Bryce nodded and passed on, hailed a taxicab, and was driven to the San Francisco office of his company. Five minutes later the door opened and Buck Ogilvy entered.
“I was a bit puzzled at the dock, Bryce,” he explained as they shook hands, “but decided to play safe and then follow you to your office. What's up? Have you killed somebody, and are the detectives on your trail? If so, 'fess up and I'll assume the responsibility for your crime, just to show you how grateful I am for that hundred.”
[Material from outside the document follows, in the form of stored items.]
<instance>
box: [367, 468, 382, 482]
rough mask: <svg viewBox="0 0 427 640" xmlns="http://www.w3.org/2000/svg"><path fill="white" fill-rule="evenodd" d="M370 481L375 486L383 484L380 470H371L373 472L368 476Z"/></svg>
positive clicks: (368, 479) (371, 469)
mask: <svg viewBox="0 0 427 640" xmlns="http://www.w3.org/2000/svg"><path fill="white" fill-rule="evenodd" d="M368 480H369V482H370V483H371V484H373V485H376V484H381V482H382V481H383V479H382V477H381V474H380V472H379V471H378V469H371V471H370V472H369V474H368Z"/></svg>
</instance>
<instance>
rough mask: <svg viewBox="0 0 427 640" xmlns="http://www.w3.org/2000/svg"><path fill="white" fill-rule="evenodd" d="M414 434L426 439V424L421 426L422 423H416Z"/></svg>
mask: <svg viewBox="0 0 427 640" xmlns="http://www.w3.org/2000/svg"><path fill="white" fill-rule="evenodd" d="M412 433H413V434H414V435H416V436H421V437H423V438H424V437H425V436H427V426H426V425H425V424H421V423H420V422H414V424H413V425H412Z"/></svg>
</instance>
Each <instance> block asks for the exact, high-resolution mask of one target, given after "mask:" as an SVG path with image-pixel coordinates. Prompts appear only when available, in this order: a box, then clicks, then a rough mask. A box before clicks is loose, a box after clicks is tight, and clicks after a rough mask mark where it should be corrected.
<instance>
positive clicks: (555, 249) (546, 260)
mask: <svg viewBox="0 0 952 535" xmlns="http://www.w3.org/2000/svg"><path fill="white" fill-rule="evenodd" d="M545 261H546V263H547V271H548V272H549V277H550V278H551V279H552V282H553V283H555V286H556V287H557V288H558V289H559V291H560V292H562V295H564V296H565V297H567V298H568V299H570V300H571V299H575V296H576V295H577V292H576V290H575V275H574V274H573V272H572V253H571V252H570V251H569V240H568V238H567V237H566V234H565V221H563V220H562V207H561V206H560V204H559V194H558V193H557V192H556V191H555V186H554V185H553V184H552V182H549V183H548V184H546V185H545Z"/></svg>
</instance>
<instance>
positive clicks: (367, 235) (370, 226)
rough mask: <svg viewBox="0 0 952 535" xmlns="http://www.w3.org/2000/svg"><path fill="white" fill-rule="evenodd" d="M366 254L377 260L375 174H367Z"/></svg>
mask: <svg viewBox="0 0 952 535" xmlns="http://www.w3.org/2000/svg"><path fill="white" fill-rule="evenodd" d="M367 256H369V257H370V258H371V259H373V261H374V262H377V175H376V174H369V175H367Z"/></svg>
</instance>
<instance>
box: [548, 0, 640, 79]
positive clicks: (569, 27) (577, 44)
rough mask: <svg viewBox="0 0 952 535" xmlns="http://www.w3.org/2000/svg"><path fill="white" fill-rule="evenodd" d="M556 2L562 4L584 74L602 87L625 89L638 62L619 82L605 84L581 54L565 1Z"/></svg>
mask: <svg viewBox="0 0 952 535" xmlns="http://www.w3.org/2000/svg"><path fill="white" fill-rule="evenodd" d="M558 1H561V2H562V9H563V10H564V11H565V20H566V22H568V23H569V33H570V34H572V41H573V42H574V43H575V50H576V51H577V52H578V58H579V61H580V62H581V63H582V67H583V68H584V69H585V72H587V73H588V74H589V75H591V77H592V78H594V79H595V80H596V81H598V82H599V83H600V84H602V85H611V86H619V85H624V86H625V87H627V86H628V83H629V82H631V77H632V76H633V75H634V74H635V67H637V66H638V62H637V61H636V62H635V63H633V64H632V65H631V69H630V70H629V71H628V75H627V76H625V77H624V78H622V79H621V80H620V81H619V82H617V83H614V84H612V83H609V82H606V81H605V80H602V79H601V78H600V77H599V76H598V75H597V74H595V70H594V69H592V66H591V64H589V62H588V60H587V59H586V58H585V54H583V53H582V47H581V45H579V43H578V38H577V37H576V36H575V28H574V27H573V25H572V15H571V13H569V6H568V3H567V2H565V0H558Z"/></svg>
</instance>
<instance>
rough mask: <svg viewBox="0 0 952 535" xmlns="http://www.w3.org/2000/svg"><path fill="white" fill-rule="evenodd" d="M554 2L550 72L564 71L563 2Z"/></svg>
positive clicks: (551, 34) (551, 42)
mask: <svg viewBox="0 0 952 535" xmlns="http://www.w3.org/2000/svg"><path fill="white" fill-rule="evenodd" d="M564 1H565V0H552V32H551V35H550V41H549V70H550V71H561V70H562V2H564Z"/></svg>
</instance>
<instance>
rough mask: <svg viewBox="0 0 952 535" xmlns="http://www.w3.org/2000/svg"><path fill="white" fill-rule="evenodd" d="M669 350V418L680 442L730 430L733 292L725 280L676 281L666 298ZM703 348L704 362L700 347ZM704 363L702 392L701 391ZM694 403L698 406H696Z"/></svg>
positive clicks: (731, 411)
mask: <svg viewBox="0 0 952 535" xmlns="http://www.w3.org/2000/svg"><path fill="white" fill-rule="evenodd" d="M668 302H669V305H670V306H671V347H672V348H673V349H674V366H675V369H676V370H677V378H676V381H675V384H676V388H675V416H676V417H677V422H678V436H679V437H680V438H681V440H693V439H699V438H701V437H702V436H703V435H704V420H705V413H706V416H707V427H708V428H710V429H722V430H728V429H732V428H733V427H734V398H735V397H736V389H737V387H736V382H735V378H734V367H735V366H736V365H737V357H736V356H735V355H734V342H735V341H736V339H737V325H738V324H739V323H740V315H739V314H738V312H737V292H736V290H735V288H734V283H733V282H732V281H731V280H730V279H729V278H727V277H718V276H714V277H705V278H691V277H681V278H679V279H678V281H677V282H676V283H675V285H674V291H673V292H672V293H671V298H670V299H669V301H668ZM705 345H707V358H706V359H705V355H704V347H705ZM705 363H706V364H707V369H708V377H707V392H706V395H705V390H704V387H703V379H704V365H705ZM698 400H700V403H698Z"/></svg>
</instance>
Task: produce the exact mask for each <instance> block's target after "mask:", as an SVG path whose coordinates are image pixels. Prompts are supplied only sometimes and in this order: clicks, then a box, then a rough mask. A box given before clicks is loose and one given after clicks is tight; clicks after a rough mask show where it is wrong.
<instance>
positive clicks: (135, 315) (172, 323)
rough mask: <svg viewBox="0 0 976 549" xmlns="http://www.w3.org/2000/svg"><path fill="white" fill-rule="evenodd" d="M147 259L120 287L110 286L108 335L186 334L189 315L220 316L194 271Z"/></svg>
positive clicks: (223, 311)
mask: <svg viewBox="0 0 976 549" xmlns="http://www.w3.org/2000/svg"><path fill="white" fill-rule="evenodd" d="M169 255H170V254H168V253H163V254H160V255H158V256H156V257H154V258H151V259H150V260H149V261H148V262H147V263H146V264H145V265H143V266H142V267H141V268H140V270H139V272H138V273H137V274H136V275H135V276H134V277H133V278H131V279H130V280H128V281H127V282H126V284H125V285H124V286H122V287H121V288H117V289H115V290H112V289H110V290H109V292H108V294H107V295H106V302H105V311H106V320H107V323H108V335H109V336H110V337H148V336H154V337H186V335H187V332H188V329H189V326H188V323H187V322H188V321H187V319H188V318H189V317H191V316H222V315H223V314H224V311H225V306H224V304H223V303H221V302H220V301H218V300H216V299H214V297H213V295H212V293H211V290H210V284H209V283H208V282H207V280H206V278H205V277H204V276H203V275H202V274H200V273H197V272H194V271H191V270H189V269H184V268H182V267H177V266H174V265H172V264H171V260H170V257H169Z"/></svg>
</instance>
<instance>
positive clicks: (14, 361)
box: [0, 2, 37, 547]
“No, I wasn't being shadowed, Buck, but my principal enemy was coming down the gangplank right behind me, and—”
“So was my principal enemy,” Ogilvy interrupted. “What does our enemy look like?”
“Like ready money. And if he had seen me shaking hands with you, he'd have suspected a connection between us later on. Buck, you have a good job—about five hundred a month.”
“Thanks, old man. I'd work for you for nothing. What are we going to do?”
“Build twelve miles of logging railroad and parallel the line of the old wolf I spoke of a moment ago.”
“Good news! We'll do it. How soon do you want it done?”